W praktyce po wstrzymaniu biegu terminów w postępowaniach administracyjnych, co jest związane z epidemią COVID-19, powstał problem z realizacją pozwoleń na budowę.
Urzędy wydające pozwolenia na budowę nie chcą wydawać klauzuli ostateczności podnosząc argument, iż terminy w postępowaniach administracyjnych nie biegną, a jeżeli nie biegną, to nie mogą podejmować tego typu czynności.
TERMINY W SPRAWACH ADMINISTRACYJNYCH NIE BIEGNĄ
Argument skądinąd słuszny, mający podstawę prawną w przepisach.
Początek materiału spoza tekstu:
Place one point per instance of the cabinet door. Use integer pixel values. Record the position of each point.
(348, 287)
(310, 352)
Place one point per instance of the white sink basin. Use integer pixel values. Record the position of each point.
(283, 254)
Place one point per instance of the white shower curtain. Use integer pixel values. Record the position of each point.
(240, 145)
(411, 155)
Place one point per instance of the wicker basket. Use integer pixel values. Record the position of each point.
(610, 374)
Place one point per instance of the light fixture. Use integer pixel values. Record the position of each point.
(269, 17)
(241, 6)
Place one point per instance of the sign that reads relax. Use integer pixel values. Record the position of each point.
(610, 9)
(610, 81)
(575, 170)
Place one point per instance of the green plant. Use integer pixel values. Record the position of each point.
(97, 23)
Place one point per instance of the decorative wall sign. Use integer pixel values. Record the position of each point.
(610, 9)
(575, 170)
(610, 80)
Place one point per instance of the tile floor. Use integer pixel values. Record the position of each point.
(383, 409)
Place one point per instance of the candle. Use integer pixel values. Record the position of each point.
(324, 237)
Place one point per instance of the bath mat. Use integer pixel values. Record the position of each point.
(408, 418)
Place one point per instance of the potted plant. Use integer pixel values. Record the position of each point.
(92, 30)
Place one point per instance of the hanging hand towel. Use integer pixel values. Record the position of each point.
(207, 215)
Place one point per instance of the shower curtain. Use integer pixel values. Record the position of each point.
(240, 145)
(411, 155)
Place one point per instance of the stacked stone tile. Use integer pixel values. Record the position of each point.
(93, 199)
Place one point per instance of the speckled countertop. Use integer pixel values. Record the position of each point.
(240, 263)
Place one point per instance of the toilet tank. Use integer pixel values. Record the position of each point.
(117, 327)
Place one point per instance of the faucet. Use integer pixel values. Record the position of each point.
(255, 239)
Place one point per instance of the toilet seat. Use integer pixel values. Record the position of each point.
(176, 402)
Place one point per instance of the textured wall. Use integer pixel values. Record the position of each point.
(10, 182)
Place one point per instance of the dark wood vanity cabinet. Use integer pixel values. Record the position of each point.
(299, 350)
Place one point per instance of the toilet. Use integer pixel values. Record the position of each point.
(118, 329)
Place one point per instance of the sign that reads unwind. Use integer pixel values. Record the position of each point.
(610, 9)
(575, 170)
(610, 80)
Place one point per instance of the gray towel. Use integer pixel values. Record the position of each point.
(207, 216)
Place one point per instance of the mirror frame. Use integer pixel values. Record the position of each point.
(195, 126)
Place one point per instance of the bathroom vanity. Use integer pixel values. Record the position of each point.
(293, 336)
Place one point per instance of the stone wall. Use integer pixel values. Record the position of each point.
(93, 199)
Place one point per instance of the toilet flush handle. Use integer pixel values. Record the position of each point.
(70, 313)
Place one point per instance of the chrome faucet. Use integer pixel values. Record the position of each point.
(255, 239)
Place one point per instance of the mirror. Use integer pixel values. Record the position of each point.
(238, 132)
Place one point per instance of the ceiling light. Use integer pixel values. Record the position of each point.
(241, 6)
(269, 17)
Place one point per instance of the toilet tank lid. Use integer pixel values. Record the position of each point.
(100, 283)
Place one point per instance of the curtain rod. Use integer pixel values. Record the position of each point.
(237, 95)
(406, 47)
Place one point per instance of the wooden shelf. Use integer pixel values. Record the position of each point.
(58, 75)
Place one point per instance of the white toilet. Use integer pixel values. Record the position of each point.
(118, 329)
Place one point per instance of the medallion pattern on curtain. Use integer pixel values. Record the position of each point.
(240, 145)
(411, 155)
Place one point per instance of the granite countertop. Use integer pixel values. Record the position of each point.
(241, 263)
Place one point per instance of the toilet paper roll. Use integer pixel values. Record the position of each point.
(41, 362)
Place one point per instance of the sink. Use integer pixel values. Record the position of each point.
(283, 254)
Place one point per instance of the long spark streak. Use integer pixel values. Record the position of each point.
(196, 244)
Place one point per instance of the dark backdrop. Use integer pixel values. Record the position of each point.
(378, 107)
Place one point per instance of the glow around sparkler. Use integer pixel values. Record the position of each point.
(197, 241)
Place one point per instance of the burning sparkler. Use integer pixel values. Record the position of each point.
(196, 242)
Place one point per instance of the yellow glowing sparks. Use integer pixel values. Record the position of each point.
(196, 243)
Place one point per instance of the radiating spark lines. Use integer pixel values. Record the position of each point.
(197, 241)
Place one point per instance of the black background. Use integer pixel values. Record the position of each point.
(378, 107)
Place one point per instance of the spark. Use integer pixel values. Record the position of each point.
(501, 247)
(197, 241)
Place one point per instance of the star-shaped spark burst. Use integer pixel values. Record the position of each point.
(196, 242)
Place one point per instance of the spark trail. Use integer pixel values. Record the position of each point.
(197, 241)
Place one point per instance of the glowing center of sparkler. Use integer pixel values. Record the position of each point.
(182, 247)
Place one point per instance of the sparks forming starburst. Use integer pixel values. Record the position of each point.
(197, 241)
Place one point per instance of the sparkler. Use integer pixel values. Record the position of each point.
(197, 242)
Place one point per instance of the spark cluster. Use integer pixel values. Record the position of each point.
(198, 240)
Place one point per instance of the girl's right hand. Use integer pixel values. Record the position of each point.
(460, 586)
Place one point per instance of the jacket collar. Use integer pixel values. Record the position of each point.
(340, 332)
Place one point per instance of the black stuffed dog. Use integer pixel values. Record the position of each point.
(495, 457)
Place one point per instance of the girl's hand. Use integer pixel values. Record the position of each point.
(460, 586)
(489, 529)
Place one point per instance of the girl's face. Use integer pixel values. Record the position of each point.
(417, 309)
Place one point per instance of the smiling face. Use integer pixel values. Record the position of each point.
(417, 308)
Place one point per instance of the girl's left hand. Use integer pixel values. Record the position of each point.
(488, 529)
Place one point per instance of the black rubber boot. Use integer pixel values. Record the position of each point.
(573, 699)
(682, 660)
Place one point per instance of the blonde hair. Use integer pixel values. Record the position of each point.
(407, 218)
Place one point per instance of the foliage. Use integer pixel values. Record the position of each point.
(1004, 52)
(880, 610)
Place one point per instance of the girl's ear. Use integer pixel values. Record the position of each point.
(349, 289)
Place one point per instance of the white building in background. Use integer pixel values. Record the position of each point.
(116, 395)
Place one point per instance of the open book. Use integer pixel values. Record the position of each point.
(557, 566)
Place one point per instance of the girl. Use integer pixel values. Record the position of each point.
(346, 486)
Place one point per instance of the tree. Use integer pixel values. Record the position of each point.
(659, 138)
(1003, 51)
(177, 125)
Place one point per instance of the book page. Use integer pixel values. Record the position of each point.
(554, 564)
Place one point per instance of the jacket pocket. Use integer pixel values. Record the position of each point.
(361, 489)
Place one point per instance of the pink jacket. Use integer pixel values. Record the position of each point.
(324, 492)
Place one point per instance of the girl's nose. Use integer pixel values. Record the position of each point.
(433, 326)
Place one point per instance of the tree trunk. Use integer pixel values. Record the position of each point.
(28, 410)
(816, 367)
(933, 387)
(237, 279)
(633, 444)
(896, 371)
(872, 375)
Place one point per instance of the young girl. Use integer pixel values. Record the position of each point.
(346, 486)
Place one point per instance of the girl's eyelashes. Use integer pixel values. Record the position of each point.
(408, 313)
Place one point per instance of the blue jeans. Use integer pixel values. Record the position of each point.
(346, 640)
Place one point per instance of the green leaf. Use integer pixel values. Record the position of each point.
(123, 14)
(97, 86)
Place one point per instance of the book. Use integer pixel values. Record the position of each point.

Przepisy bowiem wprowadzające tzw. „tarczę antykryzysową” wstrzymały bieg terminów – również – w sprawach administracyjnych. Celem takiego rozwiązania było zabezpieczenie interesów wszystkich stron postępowania.
Przykład: jeżeli któraś ze stron nie jest w stanie uczestniczyć w postępowaniu dotyczącym pozwolenia na budowę z powodu ograniczeń spowodowanych epidemią koronawirusa, nie może bowiem odebrać decyzji, lub przeglądnąć dokumentów w sprawie, to właśnie dlatego wstrzymuje się termin, by ze swoich praw mogła korzystać po ustaniu ograniczeń.
INWESTOR OFIARĄ DOMNIEMANYCH INTERESÓW
Jednakże nie w każdej sprawie z taką sytuacją mamy do czynienia. Jeżeli bowiem jedyną stroną postępowania o pozwolenie na budowę jest inwestor i w związku z tym nikt oprócz niego nie może zaskarżyć decyzji o pozwoleniu na budowę do Wojewody, to wniosek takiego inwestora o wydanie zaświadczenia o ostateczności nie powinien spotykać się z odmową urzędu (z argumentacją, że terminy są wstrzymane).
WYPACZENIE PRAWA
Nie sposób bowiem czytać przepisów prawa w oderwaniu od ich celu dla jakiego zostały uchwalone. Jeżeli tym celem było zabezpieczenie interesów stron postępowania, a strona tj. inwestor jest usatysfakcjonowana z wydanej decyzji, to byłoby wypaczeniem prawa twierdzenie, iż nic się nie da zrobić w kwestii ostateczności, bo ustawa wstrzymała bieg terminów. Organ winien w tej sytuacji pozytywnie rozpatrzyć wniosek inwestora o nadanie klauzuli ostateczności, gdyż niczyje interesy nie są zagrożone – z wyjątkiem samego zainteresowanego, który z powodu braku klauzuli nie może rozpocząć inwestycji (gdyby rozpoczął naraziłby się ze strony nadzoru budowlanego na zarzut wykonywania robót budowlanych w warunkach samowoli budowlanej).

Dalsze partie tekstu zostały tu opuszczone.